Table IV Levels of serum malondialdehyde (MDA), reduced glutathione, ferric-reducing ability of plasma (FRAP) and oxidized low-density lipoprotein (oxLDL) in different groups of psoriasis

There was significant (P<0.001) association between oxLDL and serum MDA in different patient groups. A negative correlation of reduced GSH (moderate: P<0.05; severe: P<0.001) and FRAP (P<0.001) with oxLDL was observed among the three different subgroups of psoriasis patients (Table V). Plasma oxLDL was positively correlated to serum hsCRP (r=0.305, P<0.01). An association of serum MDA and plasma FRAP levels was observed with oxLDL and hsCRP (P<0.001). However, reduced GSH was not associated to serum hsCRP (Table VI).

Table V Correlation analysis between oxidative stress markers and oxidized low-density lipoprotein in different groups of patients of psoriasis

Table VI Correlation analysis between oxidative stress markers and high-sensitivity C-reactive protein in different groups of patients of psoriasis

Discussion

Psoriasis is known to be affected by a variety of exogenous and endogenous factors, but the aetiology of the disease is yet not fully understood. Studies have reported that psoriasis closely shares its pathogenesis with other chronic inflammatory diseases and atherosclerosis61011. Thus, it can be postulated that risk of atherosclerosis in psoriasis patients depends on the potential of intrinsic antioxidant system to overcome oxidant stress condition. ROS produced due to inflammatory process leads to the formation of lipid oxidation and peroxidation products such as oxLDL and MDA.

In the present study, dyslipidaemia was observed characterized by increased TC and TG levels in patients of psoriasis22. However, there was no difference in HDL levels of patients when compared with controls. Praveenkumar et al23 reported a significant decrease in HDL levels of psoriasis patients when compared to healthy controls. A previous study from our laboratory has revealed that psoriasis patients with abnormal apolipoprotein profile (decreased levels of apoA-containing lipoproteins and increased levels of apoB-containing lipoproteins)15 are susceptibility to subclinical atherosclerosis.

Our findings were also consistent with others24 as LDL levels in the study groups were not significantly different. The present study showed oxLDL/LDL ratio a better predictor for atherosclerotic risk as compared to LDL. As reported in the previous studies25, a rise in serum MDA levels was observed. However, some studies have shown no significant change in serum MDA levels but have reported increased level of MDA in tissue and RBCs in psoriasis patients2627.

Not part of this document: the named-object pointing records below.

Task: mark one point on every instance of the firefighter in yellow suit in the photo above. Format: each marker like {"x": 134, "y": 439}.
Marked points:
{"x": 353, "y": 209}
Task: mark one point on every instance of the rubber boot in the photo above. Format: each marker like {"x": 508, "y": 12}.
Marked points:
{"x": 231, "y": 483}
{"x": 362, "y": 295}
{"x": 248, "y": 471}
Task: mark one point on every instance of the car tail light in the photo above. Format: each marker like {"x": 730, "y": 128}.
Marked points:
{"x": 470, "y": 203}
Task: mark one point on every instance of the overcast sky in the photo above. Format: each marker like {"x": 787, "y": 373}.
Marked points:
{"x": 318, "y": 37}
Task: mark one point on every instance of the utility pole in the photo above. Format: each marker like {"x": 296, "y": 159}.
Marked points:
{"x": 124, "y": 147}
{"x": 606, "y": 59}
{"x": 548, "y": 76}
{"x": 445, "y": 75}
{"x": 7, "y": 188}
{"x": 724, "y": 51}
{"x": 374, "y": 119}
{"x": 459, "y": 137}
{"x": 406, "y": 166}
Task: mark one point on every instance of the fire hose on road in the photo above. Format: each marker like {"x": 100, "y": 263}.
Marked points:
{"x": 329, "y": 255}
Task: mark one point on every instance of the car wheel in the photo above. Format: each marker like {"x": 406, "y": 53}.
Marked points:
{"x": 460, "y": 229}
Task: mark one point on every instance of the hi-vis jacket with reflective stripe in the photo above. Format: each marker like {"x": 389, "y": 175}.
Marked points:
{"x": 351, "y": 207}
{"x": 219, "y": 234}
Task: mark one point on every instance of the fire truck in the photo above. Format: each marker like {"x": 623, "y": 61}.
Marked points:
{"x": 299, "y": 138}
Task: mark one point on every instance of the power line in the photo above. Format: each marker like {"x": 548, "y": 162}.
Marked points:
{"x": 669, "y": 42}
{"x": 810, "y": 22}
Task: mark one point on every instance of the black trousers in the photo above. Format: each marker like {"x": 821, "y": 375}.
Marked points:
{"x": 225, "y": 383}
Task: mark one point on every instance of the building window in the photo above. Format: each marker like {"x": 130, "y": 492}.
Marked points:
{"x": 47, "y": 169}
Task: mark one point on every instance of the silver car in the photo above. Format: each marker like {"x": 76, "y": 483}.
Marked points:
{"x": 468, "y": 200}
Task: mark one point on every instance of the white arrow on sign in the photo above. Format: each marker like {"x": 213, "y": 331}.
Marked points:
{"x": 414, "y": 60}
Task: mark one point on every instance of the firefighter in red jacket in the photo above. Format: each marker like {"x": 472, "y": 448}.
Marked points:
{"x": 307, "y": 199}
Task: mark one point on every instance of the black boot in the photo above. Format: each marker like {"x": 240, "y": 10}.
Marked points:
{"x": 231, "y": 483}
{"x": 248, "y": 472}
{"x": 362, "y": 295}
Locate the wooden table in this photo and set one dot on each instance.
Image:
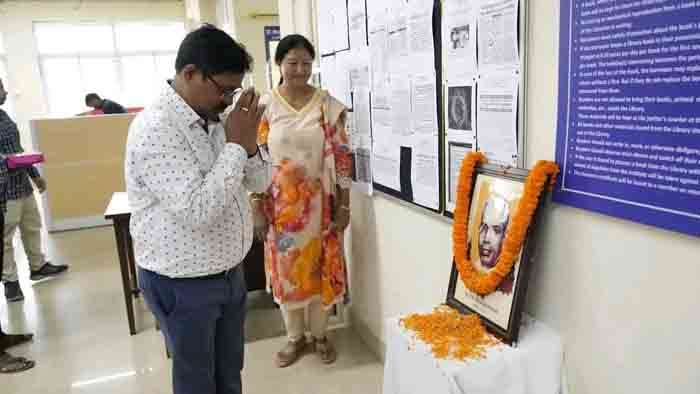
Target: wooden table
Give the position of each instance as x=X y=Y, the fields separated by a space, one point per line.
x=119 y=213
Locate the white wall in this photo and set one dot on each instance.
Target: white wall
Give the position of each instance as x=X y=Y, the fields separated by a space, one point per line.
x=625 y=297
x=16 y=18
x=250 y=31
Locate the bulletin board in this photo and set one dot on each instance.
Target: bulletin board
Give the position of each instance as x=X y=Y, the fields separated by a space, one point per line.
x=376 y=58
x=484 y=84
x=382 y=59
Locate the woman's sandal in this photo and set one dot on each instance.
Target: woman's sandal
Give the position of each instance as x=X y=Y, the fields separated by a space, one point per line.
x=325 y=350
x=11 y=364
x=290 y=353
x=9 y=340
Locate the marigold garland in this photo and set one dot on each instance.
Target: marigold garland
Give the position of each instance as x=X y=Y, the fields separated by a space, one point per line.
x=483 y=283
x=451 y=334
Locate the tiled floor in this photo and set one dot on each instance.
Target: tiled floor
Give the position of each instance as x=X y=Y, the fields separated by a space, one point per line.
x=82 y=343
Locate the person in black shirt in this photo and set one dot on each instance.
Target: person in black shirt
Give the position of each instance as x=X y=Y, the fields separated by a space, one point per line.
x=107 y=106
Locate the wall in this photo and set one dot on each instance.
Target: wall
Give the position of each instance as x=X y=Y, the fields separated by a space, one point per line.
x=250 y=32
x=624 y=297
x=16 y=19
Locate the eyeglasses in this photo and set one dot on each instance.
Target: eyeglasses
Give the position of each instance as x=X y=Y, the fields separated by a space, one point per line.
x=229 y=93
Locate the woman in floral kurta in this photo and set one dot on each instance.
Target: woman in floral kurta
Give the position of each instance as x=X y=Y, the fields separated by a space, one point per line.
x=307 y=205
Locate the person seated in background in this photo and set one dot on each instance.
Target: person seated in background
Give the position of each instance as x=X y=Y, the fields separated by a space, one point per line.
x=107 y=107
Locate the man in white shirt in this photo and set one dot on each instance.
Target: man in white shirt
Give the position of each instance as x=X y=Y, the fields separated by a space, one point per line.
x=188 y=178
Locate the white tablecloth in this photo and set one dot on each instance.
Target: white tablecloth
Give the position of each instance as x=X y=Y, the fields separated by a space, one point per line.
x=534 y=367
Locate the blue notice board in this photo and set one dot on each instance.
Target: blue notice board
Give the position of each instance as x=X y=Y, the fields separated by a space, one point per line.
x=628 y=135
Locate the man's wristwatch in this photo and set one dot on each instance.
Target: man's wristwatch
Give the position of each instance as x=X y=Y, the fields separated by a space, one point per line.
x=257 y=150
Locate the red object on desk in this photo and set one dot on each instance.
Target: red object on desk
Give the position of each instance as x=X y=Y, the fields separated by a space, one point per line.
x=22 y=160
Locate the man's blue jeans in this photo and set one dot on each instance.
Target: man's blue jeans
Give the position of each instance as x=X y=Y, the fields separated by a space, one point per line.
x=202 y=320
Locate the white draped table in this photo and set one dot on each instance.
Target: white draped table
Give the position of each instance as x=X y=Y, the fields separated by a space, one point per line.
x=533 y=367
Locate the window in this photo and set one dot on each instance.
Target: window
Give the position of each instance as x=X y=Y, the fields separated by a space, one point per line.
x=124 y=61
x=3 y=75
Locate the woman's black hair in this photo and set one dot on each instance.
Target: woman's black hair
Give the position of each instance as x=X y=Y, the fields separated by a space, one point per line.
x=292 y=41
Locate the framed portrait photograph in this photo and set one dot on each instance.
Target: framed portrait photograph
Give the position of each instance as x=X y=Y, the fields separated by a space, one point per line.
x=496 y=193
x=459 y=108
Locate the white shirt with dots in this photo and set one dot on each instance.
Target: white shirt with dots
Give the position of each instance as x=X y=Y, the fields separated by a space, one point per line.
x=188 y=191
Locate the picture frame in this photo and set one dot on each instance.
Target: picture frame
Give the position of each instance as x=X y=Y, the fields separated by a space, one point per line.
x=496 y=191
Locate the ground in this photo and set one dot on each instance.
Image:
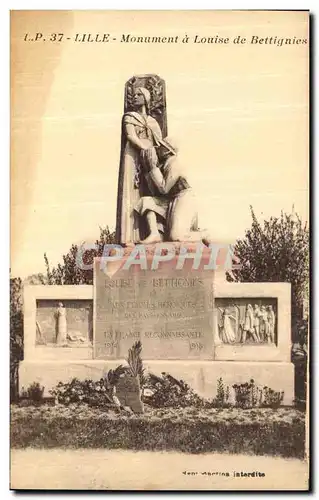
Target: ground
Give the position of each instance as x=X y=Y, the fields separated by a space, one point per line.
x=122 y=469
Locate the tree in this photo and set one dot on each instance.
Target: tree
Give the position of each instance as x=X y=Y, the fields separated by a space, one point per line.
x=16 y=334
x=277 y=250
x=69 y=273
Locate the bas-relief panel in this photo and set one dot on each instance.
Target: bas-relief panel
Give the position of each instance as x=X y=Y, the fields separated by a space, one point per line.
x=67 y=323
x=247 y=321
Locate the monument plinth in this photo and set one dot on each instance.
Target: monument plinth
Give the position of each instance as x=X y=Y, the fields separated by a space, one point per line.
x=170 y=310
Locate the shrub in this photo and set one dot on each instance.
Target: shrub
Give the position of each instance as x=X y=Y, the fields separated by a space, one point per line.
x=167 y=391
x=222 y=399
x=34 y=392
x=93 y=393
x=189 y=430
x=271 y=398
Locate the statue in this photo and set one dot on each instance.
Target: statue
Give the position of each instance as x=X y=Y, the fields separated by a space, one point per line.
x=172 y=201
x=144 y=97
x=155 y=200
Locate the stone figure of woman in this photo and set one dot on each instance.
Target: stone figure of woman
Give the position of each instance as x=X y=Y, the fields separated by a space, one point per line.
x=227 y=333
x=61 y=325
x=140 y=133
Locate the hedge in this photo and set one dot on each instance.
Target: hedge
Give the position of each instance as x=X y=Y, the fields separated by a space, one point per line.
x=261 y=432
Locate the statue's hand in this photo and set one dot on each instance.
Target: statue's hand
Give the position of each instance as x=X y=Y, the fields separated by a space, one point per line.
x=149 y=159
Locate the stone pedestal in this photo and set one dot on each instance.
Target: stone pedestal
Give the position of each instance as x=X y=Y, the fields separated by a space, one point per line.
x=181 y=314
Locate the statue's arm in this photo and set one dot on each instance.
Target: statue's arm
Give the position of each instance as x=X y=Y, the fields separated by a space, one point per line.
x=164 y=185
x=132 y=137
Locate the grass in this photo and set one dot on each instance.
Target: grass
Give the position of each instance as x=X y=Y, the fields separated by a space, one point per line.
x=258 y=431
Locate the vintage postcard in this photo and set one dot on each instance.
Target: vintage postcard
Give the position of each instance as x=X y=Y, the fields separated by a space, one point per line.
x=159 y=250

In our study, a significant rise was observed in plasma oxLDL and a significant decrease in levels of antioxidants activities as measured by reduced GSH and FRAP in different groups of psoriasis patients when compared with healthy controls. These findings were consistent with those of Kadam et al28.

As reported in other studies2930, increase in LDL oxidation and peroxidation products in psoriasis cases was found to be associated with hsCRP levels. However, Balci et al31 did not find any difference in hsCRP levels of patients with mild-to-moderate psoriasis. Small sample size was a limitation of the present study.

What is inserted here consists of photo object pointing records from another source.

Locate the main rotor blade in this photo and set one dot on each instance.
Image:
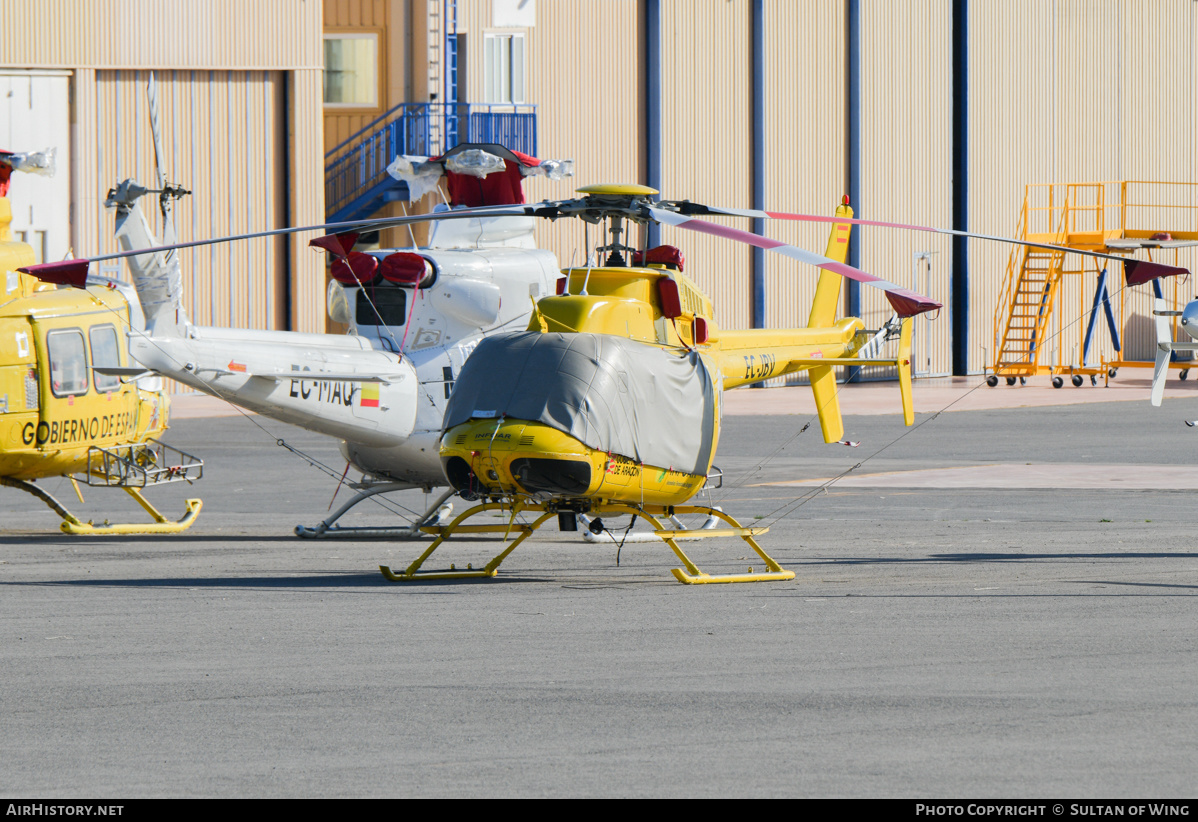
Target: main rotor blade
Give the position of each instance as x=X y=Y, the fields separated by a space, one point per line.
x=1156 y=269
x=905 y=301
x=48 y=271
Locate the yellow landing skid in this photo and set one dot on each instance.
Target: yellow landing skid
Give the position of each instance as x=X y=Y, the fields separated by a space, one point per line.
x=72 y=524
x=690 y=575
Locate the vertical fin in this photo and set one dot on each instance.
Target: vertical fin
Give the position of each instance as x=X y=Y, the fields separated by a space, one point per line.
x=823 y=386
x=823 y=307
x=903 y=364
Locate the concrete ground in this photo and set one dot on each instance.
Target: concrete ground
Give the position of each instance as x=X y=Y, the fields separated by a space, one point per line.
x=993 y=603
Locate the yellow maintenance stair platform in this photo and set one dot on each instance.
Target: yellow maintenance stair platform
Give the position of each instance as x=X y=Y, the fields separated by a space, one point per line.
x=1048 y=308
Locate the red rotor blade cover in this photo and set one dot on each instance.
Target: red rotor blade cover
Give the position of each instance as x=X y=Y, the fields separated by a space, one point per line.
x=1137 y=272
x=338 y=245
x=406 y=269
x=357 y=269
x=67 y=272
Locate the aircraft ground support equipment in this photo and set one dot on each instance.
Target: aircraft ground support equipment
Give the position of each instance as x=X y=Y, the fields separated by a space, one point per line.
x=1033 y=337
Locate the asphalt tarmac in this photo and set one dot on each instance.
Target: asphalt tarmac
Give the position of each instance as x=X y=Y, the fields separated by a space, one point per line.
x=951 y=632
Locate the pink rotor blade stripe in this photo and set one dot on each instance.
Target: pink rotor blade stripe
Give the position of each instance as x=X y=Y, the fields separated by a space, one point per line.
x=905 y=302
x=752 y=213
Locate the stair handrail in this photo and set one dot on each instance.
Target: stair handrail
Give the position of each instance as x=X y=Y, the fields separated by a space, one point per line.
x=1002 y=308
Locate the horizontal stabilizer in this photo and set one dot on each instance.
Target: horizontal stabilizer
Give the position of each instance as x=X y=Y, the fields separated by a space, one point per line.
x=1138 y=272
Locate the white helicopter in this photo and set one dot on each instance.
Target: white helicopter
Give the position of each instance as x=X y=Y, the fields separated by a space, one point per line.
x=413 y=318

In conclusion, our findings showed that an imbalance between antioxidants/oxidants in psoriasis might be associated with inflammatory responses in psoriasis, thereby increasing risk of premature atherosclerosis in these patients. Thus, the dietary plan, lifestyle change, and drugs used to treat psoriasis should induce antioxidant response against endogenous and exogenous oxidative stress. The monitoring of oxidative injury in these patients may help develop new effective treatment targeting both psoriasis and atherosclerosis.